KUKLIŃSKI IN POLAND
Patriot or Traitor?
10 May 1998

The spy who came in from the cold received a mixed reception, with people still asking many questions surrounding his CIA role.

Col. Ryszard Kukliński, the former Polish Army colonel turned CIA spy, came to the end of his 25-year-long "road to a free Poland" on April 27 with a handshake from Prime Minister Jerzy Buzek.

Kukliński received honorary titles and commemorative medals on his triumphal return to his native country, after being sentenced to the death penalty here in 1984. However, on top of this, Kukliński also faces accusations and questions.

Kukliński brought some of these accusations on himself when, despite his initial declarations that his visit to Poland was apolitical, he went on to criticize what he called the continued existence of old arrangements in the military and the weakness of current Defense Minister Janusz Onyszkiewicz.

Kukliński's visit, postponed many times, coincided with the U.S. Senate vote approving NATO enlargement. Kukliński's supporters, most of them linked with radically anti-communist circles, see this as a symbolic coincidence. They stress Kukliński's contribution to the fall of communism and the regaining of Poland's independence.

For Kukliński's opponents on the other hand, most of them Democratic Left Alliance (SLD) voters, he remains a man who broke the military code and cheated his colleagues and supervisors. President Aleksander Kwa¶niewski indirectly supported this opinion recently when he confirmed that he will not meet with Kukliński because "as commander-in-chief of the armed forces, I cannot applaud activities which are contrary to the principles of soldierly loyalty and discipline."

Kukliński's supporters gave him a hero's welcome to Poland. They believe that Kukliński, who established cooperation with the CIA in 1972, chose the only realistic means of opposing Poland's political and military dependence on the Soviet Union. In an interview for Paris-based Kultura magazine in 1986, Kukliński gave the ideological motives behind his decision to spy for the CIA. These included the clearly aggressive character of Soviet war plans and also the role played by the Polish Army in the 1968 invasion of Czechoslovakia and the crackdown on the workers' revolt on the Polish coast two years later. Kukliński referred to this crackdown when he received honorary citizenship of Gdańsk several days ago. He also received honorary citizenship of Cracow during his visit.
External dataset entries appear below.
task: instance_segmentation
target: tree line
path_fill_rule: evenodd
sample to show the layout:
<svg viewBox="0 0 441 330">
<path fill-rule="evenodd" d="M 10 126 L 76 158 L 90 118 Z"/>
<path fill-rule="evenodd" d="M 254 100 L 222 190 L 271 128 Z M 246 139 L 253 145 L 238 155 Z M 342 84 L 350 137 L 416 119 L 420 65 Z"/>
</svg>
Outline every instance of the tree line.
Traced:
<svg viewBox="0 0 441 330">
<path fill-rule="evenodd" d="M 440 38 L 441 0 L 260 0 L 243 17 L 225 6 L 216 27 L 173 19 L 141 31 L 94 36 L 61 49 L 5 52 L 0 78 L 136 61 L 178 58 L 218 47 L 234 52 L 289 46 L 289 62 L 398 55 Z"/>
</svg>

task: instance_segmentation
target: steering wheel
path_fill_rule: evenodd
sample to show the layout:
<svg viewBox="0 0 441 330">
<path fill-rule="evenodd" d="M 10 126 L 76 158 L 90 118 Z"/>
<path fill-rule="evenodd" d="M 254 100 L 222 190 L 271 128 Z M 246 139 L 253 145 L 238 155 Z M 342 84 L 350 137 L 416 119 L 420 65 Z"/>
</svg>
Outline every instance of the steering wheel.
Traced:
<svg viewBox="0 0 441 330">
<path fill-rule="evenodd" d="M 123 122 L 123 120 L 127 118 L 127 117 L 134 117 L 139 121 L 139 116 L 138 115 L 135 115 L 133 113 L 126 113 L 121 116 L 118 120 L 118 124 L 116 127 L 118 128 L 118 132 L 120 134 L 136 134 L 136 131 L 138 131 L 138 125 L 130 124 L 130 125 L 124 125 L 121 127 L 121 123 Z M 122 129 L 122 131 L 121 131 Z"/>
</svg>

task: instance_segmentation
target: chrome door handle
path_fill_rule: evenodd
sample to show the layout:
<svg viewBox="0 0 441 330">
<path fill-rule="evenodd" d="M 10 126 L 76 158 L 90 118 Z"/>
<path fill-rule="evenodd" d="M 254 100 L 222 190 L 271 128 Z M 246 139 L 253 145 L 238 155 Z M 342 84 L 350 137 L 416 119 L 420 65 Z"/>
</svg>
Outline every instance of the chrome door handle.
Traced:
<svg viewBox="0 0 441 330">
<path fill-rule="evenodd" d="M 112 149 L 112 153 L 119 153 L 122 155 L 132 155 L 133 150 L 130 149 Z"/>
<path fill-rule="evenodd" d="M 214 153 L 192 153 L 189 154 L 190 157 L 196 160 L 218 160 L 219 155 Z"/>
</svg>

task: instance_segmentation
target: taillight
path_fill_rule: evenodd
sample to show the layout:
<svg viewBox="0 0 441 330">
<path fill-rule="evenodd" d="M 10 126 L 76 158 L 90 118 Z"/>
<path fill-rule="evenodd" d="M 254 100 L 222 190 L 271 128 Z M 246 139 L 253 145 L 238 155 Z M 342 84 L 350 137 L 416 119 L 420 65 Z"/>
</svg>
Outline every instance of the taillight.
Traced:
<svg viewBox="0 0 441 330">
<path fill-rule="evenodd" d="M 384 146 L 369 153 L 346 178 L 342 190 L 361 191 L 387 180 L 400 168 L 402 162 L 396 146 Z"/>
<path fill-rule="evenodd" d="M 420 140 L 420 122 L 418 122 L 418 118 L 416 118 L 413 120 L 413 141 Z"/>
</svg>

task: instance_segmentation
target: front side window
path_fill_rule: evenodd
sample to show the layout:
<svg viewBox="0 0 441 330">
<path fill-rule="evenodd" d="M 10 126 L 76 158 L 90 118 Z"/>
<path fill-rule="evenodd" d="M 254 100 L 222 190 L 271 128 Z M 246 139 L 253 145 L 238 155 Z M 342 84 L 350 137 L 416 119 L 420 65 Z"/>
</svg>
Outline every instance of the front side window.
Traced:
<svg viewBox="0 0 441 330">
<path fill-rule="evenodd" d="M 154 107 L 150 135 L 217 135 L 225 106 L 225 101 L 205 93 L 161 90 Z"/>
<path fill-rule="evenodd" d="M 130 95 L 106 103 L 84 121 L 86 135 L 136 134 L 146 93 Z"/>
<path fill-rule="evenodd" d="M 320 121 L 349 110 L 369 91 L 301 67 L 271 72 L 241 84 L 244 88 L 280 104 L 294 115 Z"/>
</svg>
According to information from the United States, Kukliński, while working in the Polish military's General Staff, transferred about 35,000 pages of secret documents to the Americans between 1972 and 1981. These were chiefly documents concerned with the planned Warsaw Pact invasion of NATO countries and documents on the introduction of martial law in Poland. The acquisition of these last documents, say Kukliński's supporters, led to an unprecedented move by then-U.S. President Jimmy Carter and his Polish-born National Security Adviser Zbigniew Brzeziński in December 1980 when they warned the Soviet Union against carrying out its plan to stage military intervention in Poland. In November 1981, Kukliński, under threat of being unmasked, was spirited out of Poland by the CIA along with his family. Since then, he has been living in the United States.

Many believe that Kukliński should have warned either Solidarity or the Catholic Church about the plan to impose martial law. However, he has always claimed that it was too late to warn anyone and that to do so could have only led to greater bloodshed and perhaps even the intervention of Soviet, Czech and East German troops. He reiterated this claim recently after a statement by Kazimierz ¦witoń, a Solidarity activist at the time, who called Kukliński a traitor.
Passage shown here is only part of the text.